I took the photo off the mantel and lit the white corner with the Zippo. It caught fire instantly and I tossed it into the open fireplace and sat there smoking while the photograph shrunk and curled up into itself. I watched my body and the body of my wife disappear in a blaze of orange-and-red-colored flame, and I grieved all over again.
I took a pull on the Scotch and took another look outside the living room window. People were carrying all kinds of communications equipment, voice recorders, and cameras. They paced the front lawn waiting for something to happen.
I felt like the groundhog.
Maybe if I waited long enough, they would try to burn me out.
In the kitchen, I dialed my office and got Val.
“How you holding up?” she said.
“I feel like O.J. Except I didn’t do it.”
“More like John Gotti,” Val said. “Get your ethnicity right. You want to check in with Dan?”
“Why not?”
There was a pause and then the confused noises of the phone being transferred from one person to another.
“What the hell’s going on, Keeper?” Dan said. “Pelton called, said by court order you can’t step foot inside Green Haven. Said if you did to have you arrested again.”
There was that familiar organ-slide feeling in my gut. I made a conscious decision not to explain anything to Dan quite yet. Besides, what could I possibly tell him that he didn’t already know?
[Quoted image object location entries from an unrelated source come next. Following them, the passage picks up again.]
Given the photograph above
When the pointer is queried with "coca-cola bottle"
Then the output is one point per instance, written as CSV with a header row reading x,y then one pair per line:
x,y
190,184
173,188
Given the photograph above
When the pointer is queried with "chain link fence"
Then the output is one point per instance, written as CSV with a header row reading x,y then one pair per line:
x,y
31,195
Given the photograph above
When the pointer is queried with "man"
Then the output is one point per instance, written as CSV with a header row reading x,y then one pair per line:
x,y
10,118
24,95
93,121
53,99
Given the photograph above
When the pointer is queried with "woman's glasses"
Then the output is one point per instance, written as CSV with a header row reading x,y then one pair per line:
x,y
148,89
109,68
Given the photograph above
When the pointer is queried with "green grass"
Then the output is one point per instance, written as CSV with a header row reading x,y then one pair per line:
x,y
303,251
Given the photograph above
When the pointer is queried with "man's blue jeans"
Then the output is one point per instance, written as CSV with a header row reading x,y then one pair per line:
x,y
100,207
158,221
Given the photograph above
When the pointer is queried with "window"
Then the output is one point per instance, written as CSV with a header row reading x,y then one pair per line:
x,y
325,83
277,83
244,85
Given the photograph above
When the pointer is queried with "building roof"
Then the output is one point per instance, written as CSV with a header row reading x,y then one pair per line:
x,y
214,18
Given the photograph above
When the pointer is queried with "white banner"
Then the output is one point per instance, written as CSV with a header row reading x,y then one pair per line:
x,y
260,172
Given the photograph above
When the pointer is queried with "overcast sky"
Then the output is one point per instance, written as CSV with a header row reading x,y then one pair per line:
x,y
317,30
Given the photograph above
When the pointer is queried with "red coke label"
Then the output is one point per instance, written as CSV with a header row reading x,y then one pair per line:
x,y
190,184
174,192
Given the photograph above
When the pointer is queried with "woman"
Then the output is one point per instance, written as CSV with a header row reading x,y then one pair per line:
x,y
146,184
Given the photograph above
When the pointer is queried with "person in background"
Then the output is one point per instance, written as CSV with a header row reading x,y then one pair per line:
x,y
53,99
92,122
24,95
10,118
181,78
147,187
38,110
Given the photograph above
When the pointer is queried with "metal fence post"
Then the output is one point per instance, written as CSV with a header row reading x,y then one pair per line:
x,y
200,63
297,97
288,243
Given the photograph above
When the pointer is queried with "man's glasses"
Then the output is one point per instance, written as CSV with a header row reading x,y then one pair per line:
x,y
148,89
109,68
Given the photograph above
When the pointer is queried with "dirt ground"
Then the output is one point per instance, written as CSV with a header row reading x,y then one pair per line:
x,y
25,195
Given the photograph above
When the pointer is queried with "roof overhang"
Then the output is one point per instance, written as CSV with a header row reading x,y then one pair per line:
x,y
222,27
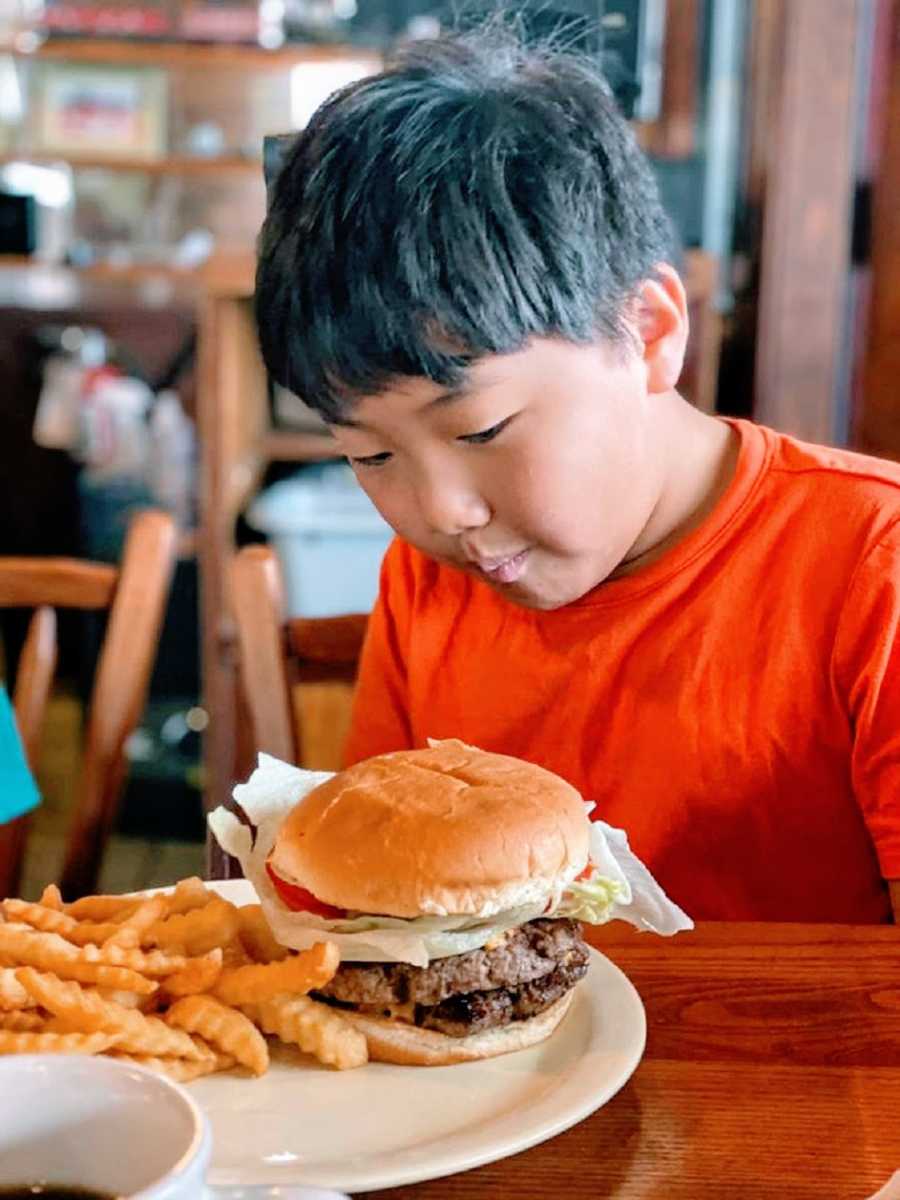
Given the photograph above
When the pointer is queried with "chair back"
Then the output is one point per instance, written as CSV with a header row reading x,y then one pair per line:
x,y
277,654
133,595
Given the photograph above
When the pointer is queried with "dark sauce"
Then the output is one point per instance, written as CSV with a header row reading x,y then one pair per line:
x,y
51,1192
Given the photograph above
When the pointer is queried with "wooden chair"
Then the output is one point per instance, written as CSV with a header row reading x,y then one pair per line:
x,y
135,595
279,654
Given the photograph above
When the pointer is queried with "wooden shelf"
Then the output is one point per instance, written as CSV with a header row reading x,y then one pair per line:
x,y
184,54
173,165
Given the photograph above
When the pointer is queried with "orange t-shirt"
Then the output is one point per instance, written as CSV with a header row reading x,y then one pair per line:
x,y
735,706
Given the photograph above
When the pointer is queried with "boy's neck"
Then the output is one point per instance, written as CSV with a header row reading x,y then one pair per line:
x,y
697,456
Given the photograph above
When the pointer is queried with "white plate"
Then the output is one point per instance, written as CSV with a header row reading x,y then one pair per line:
x,y
383,1126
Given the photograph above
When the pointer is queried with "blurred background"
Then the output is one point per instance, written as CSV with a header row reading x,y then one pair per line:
x,y
132,190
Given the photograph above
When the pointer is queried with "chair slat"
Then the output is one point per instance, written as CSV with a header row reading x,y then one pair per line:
x,y
59,582
276,654
135,597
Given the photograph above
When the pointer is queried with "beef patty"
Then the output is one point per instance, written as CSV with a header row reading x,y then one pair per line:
x,y
528,971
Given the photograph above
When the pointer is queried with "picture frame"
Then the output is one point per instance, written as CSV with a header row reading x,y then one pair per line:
x,y
101,112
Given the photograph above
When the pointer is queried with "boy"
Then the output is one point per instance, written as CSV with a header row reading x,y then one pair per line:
x,y
693,621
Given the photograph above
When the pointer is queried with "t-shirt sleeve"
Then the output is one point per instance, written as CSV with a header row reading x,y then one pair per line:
x,y
868,671
381,711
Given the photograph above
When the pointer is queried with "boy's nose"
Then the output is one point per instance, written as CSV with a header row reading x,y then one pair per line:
x,y
450,509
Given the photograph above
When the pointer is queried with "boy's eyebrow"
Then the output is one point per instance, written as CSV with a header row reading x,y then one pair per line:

“Pelton make you acting warden?”
“Just this morning.”
“Good,” I said, as if that had been the plan all along. “Now I want you to do us all a favor.”
“Anything.”
“From here on out, you’ve got to avoid Pelton like the plague.”
“Won’t be easy, Keeper,” Dan said. “I mean, under the circumstances, he wants constant reports. Especially with Vasquez gone and general lockdown still in effect.”
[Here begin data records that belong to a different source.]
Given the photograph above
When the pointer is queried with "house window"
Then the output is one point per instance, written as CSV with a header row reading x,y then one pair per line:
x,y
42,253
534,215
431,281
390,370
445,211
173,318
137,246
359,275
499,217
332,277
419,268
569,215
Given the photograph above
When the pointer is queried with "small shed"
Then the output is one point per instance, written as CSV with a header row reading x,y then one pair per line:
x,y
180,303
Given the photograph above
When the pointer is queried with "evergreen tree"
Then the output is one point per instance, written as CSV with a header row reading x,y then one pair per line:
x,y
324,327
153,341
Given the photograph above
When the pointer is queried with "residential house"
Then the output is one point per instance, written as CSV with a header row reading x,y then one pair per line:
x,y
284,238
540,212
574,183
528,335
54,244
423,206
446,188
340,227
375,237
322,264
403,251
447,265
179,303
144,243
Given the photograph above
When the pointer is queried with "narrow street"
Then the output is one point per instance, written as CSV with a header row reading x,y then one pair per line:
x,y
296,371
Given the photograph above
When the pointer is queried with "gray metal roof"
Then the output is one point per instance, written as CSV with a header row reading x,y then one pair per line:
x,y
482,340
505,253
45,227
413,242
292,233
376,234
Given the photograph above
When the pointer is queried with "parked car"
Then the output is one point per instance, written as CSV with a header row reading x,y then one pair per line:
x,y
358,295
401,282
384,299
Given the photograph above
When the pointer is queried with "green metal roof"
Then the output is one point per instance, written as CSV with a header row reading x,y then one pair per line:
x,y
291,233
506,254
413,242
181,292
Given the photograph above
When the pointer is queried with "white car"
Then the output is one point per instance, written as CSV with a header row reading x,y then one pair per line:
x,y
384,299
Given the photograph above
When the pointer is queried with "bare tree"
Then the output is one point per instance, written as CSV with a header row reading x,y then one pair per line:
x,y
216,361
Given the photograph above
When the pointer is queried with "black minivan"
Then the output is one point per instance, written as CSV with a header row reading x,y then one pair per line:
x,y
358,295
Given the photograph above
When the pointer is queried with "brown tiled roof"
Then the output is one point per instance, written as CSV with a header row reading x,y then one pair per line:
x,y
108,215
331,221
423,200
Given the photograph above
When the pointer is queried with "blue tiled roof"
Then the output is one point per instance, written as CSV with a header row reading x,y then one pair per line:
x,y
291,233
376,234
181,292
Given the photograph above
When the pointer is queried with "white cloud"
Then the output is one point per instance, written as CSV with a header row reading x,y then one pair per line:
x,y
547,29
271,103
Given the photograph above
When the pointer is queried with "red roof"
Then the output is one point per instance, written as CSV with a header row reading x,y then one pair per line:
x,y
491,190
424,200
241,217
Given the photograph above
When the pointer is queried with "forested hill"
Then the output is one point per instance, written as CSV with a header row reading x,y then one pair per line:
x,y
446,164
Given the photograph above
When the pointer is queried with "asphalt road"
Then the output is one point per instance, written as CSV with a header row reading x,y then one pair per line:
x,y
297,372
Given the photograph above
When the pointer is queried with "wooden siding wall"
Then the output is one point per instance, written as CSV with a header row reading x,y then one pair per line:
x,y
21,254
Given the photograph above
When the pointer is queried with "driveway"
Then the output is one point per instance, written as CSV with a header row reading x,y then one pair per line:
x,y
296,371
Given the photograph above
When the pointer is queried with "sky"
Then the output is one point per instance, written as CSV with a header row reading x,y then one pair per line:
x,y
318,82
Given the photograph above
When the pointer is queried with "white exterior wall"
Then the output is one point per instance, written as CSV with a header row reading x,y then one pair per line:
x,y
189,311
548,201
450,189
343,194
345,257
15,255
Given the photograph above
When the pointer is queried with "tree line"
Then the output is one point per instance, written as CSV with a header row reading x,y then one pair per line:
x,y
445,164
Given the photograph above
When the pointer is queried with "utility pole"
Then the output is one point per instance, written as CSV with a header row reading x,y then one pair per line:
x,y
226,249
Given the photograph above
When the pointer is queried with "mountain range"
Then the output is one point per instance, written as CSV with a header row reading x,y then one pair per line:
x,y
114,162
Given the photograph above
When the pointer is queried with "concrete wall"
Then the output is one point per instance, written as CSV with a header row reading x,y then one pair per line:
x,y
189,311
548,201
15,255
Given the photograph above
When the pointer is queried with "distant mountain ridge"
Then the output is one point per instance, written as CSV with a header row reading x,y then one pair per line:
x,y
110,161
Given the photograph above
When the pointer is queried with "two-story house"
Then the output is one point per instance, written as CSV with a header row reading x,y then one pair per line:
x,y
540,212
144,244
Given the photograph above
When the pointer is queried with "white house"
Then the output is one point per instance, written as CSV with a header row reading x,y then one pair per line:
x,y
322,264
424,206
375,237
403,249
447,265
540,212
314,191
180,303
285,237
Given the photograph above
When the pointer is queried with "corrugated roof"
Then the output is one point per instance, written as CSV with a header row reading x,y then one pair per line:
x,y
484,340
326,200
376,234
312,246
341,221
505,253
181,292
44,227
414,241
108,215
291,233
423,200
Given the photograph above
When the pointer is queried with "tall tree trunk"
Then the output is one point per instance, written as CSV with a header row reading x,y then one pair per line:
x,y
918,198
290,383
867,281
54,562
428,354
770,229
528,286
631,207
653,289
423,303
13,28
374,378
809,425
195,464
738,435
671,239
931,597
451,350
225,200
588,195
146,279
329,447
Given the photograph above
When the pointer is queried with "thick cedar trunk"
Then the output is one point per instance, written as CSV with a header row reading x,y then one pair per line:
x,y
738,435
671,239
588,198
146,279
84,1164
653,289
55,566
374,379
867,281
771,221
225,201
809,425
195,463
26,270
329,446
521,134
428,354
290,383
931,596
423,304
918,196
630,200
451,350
“Just ignore his calls as best you can, or if he decides to make a surprise visit, take the back door. Just don’t let him get to you.”
“Anything else?”
“Sit tight, don’t say a word about anything to anybody, especially Pelton and Marty Schillinger. Val will fill you in on everything. In the meantime, I’ve got a little catch-up ball to play.”
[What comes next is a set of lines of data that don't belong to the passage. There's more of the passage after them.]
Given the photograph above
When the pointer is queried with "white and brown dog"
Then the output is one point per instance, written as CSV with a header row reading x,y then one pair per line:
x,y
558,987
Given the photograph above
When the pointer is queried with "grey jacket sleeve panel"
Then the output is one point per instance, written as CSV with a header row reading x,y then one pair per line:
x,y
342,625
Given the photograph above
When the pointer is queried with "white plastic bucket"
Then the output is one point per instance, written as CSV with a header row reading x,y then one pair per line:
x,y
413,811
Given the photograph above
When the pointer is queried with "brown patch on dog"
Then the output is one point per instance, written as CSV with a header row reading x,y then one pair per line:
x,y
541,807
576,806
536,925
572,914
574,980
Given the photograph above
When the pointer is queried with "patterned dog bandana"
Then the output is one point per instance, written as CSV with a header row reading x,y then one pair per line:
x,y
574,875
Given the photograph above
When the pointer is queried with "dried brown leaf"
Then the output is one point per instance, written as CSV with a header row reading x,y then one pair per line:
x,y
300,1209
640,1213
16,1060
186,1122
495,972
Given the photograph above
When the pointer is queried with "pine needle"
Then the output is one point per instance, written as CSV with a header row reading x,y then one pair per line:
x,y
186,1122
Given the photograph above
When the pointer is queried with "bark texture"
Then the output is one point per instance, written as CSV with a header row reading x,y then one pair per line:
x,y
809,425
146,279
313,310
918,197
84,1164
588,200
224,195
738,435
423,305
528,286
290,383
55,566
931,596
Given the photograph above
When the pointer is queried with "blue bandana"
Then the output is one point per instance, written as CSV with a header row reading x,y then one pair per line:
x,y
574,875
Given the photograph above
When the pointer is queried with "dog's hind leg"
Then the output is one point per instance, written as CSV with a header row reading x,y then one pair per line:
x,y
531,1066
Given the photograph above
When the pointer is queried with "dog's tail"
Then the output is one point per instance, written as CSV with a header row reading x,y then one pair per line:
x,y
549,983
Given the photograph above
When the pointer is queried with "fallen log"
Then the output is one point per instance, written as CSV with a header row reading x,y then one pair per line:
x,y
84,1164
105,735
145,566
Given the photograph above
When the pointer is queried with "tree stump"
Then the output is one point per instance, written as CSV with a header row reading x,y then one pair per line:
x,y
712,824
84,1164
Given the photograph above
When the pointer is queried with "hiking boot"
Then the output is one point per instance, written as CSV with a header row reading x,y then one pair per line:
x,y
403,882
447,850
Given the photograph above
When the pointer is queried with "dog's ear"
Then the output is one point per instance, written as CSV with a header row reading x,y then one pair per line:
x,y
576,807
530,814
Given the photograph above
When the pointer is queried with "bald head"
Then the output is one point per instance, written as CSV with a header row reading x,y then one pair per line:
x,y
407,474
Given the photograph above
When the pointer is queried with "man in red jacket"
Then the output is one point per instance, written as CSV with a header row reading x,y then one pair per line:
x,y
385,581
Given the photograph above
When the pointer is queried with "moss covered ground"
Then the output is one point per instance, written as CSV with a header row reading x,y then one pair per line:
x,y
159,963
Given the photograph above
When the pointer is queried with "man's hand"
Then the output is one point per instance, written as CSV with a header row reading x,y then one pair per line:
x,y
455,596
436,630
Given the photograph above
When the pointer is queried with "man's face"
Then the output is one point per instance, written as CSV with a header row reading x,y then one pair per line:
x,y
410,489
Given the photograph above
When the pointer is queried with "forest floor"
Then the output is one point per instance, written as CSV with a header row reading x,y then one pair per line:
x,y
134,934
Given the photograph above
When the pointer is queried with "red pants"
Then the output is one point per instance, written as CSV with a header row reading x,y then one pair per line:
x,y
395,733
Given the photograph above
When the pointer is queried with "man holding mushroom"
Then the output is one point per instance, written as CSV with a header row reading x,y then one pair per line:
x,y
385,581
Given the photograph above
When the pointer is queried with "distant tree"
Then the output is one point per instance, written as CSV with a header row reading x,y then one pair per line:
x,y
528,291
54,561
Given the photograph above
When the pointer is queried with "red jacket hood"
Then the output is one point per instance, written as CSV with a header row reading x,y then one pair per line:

After I hung up the phone I went around the entire house and closed all the curtains. The press had gathered enough nerve to move from the lawn to the front porch. They rang the bell a few times, but they knew I wasn’t about to open the door. They knew I was still inside the house, but I’d do my best to remain invisible until it came time to get by them.
Now I knew why they called them the press.
I returned to the living room, took hold of the heavy metal poker that leaned against the brick fireplace, and used the blunt end to crush the burned photo of Fran and me into so much soot and ash. It was then I noticed that the photo hadn’t burned completely. A semblance of the image remained. I bent down, sifted through the black ash, and picked out the remains.
Fran’s face was still there.
I put the cigarette between my lips, reached into my pocket for the Zippo. I started the lighter and brought the flame to the stamp-size portion of intact photograph.
Maybe my imagination was taking over but, like the image of her body, the image of Fran’s face took some time to disappear. No matter how I put the flame to it. I wasn’t the type to heed signs from above, but it seemed like a gesture from divine providence itself.